Interactive Document is used to get students engaged with the material before class. The instructor uses a flipped classroom approach and adds inline questions and discussions to the study material. The annotations possibilities give students the opportunity to ask questions related to exercises.
In the real world developers don't play solo, they usually work on teams. Hence, the teacher aimed to activate students, stimulate collaboration and foster knowledge sharing between students.
Students learn about coding principles and good practices every developer should know. This course is mainly based on exercises and laboratories that will need to be completed both inside and outside the classroom. Learners are asked to read through the study material before class and then answer the coding exercises in-class on their laptops. When executing the command line exercises students get the opportunity to collaborate with their peers.
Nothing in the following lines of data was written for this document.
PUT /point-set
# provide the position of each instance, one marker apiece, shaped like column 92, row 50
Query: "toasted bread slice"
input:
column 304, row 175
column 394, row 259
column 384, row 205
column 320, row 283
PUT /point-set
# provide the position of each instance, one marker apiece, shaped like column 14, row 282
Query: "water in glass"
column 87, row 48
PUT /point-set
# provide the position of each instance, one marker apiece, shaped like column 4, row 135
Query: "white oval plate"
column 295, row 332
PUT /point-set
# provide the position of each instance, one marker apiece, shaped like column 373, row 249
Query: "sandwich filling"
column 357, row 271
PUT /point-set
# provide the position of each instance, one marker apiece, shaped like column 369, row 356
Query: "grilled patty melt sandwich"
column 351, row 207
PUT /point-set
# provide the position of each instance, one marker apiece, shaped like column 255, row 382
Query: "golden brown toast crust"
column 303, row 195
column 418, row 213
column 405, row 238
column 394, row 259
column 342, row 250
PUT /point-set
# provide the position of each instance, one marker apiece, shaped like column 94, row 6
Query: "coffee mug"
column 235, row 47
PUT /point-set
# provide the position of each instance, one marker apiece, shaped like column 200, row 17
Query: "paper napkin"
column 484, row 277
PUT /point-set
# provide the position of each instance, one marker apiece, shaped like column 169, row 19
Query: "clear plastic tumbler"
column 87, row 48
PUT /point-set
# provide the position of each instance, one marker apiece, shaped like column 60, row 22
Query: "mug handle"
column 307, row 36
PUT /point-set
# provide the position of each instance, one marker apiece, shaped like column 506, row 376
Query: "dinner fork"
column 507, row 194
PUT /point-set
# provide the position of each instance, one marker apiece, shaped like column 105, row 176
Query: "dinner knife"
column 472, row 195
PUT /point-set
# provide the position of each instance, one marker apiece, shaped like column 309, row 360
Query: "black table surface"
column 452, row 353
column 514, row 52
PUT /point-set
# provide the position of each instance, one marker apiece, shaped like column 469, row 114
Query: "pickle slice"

"Students were not explicitly encouraged to reply and help each other out in the learning process, but fortunately this happened organically." - Instructor
Helps with the monitoring of student activity and fosters collaboration in an otherwise individual task (coding).
Using a summative Interactive Document that includes practice questions could allow instructors to assess participation, collaboration and correctness of answers for a final grade.
To help students to improve their coding, it could be interesting to add a Peer Review activity so students can learn from each other.